Justru manusia bisa saja melakukan kesalahan karena menganggap enteng cek
dan ricek atau teledor, atau tersebab yang lainnya karena kekurangan manusia
maka terjadi hal yang tak diinginkan. Siapalah kita yang mau sok-sok bergantung
pada kepiawaian yang nyatanya sok piawai?
Filsuf besar Yunani,
Socrates (469 SM – 399 SM)
pernah mengatakan,
“The only true wisdom is
“The only true wisdom is
in knowing you know
nothing.”
Aku tahu bahwa aku tidak mengetahui apapun atau saya mengetahui
satu hal, bahwa saya tak mengetahui apapun adalah paradoks Sokratik atau
pepatah terkenal yang berasal dari catatan Plato mengenai Socrates (Wikipedia).

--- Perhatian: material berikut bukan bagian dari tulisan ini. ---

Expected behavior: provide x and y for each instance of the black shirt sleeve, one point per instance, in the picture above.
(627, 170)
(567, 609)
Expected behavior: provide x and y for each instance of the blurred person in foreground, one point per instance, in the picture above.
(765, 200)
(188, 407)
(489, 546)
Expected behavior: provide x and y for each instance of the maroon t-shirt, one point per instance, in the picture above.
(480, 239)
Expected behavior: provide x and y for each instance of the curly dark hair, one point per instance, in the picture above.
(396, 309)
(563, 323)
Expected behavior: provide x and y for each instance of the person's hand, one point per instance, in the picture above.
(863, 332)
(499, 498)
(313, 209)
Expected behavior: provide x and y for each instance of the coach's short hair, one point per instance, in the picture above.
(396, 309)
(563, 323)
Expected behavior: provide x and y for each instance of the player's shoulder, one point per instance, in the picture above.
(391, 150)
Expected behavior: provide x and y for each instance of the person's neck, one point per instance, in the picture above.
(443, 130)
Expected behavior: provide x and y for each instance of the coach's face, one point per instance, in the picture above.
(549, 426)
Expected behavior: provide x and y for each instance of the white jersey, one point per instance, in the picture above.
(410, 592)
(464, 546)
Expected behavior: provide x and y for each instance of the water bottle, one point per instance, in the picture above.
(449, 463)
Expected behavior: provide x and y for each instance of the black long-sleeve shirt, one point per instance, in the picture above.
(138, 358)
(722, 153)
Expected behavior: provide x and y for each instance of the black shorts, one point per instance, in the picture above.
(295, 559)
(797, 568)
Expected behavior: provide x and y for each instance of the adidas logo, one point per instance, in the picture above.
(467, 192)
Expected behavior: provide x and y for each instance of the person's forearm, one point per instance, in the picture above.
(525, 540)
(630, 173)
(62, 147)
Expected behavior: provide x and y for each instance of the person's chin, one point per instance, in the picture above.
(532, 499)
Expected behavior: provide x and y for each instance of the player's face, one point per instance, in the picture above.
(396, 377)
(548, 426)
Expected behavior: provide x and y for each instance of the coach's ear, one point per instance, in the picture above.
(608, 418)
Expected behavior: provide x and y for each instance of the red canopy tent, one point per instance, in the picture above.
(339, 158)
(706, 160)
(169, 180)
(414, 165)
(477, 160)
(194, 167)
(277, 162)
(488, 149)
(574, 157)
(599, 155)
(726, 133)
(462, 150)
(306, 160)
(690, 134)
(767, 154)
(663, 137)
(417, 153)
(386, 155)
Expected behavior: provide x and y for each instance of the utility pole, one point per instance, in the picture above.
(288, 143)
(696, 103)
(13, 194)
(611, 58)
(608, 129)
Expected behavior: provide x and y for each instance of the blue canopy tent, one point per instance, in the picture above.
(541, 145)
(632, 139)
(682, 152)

Tak banyak orang yang sampai kepada pemikiran seperti ini. Seorang ibu
bahkan mengajarkan kepada anaknya bahwa karena dia seorang ibu, karena dia jauh
lebih tua maka pastilah dia yang paling benar dan paling tahu.
Anda beruntung jika bukan ibu yang seperti itu karena bisa mengajarkan
anak Anda untuk menjadi bijak. Bagaimana jadinya anak-anak yang memiliki ibu
yang merasa maha benar? Akan jadi apa mereka nanti? Ah, saya tak berani
membayangkannya.
Saya jadi ingat kejadian kemarin. Ketika menumpang mobil ojek online, ada
seorang ibu mengendarai motor di sebelah kiri kami. Ibu itu berada di sisi paling
kiri jalan. Persis di persimpangan, mobil yang saya tumpangi hendak berbelok.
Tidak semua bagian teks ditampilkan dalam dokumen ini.